In a country where public school classrooms are often overcrowded and dominated by rote memorization, Egypt has been experimenting with a new model of education, inspired by a country far beyond the North African region. Over the past decade, under a bilateral pact with Japan, the Egyptian government has launched a network of “Egyptian-Japanese schools” aimed at fostering academic prowess and emotional resilience, teamwork, and daily discipline — hallmarks of Tokyo’s renowned education system.
As of early 2025, these institutions number 55 across the country, enrolling some 16,000 students, mostly from middle-class families seeking an affordable upgrade from overcrowded public options.
The initiative traces its roots to a 2016 state visit by President Abdel Fattah Al-Sisi to Japan, where he and former Prime Minister Shinzo Abe unveiled the Egypt-Japan Education Partnership. This collaboration sought to infuse Egypt’s beleaguered school system, criticized for its emphasis on test-cramming over critical thinking, with elements of Japan’s “whole child” philosophy.
Folded into the Education Ministry’s sweeping “Education 2.0” reform, launched in 2018 and slated for full rollout by 2030, the program aligns with the nation’s Egypt Vision 2030 blueprint for socioeconomic renewal.
By blending Japanese methods with the Egyptian national curriculum, these schools offer instruction in English, all while capping classes at 35 to 40 students.
At the heart of this model lies “Tokkatsu,” shorthand for “tokubetsu katsudo,” which means special activities, which prioritize interpersonal skills, emotional maturity, and collaborative habits alongside core subjects. Students engage in daily rituals like classroom cleanups and group chores to teach hygiene, responsibility, and peer cooperation — practices drawn from a system that boasts a 99 percent literacy rate for those 15 years old and older, and ranks eighth globally in the public education system, per a 2021 survey by U.S. News & World Report.
Egypt, by contrast, placed 39th in the same ranking, highlighting the urgency of reform. Though Japanese is absent from the syllabus, the approach, backed by the Japanese International Cooperation Agency (JICA), cultivates “socially adjusted” learners through these immersive exercises, free from the national curriculum’s heavier reliance on drills.
Aimed at middle-income families, the schools offer an education considered better than public options, yet more affordable than most elite private schools.
The annual tuition averaged EGP 18,650 (USD 393.3) for the school year 2025-2026, not including the school uniform or textbooks. The fees may be paid in three installments: the first within a week of the child’s acceptance, the second in November, and the final in January.

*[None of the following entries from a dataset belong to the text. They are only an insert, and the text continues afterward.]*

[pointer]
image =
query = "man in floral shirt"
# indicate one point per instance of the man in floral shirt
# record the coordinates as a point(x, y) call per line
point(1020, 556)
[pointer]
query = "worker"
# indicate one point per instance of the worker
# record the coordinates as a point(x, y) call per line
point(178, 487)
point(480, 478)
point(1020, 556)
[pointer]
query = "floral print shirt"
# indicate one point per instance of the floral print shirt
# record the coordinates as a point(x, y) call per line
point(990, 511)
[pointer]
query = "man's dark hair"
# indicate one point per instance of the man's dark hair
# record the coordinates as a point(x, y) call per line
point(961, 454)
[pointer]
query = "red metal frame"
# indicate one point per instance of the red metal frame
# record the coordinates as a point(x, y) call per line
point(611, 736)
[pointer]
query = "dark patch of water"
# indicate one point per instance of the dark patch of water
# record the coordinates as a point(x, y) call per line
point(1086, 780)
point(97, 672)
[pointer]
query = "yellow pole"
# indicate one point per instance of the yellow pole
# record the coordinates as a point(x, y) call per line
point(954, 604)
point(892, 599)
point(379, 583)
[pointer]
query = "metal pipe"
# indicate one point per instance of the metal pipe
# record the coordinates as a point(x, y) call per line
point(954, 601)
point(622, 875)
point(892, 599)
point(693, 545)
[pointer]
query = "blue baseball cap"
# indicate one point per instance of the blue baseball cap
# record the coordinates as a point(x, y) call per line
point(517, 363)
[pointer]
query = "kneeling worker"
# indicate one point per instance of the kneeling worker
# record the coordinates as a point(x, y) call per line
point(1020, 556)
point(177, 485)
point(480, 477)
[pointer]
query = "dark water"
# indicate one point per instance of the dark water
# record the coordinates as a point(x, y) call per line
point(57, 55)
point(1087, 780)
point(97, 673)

Meanwhile, private schools’ tuition fees in 2025, whether Arabic or English-track, range from EGP 5,000 (USD 105.4) to EGP 35,000 (USD 738), while international schools can cost up to EGP 450,000 (USD 9,490) per year.
JICA’s role goes beyond pedagogy. Since 2018, the agency has provided roughly EGP 26.1 billion (USD 550.4 million) in grants and loans, including EGP 7.5 million (USD 158,168) in 2019, to build and equip these schools. Thousands of Egyptian educators have traveled to Japan for hands-on training on tokkatsu.
Looking ahead, the plan is ambitious: the country aims to establish 100 Japanese schools, upgrading select public schools along the way, with a long-term goal of 500 nationwide to ease overcrowding in underserved governorates.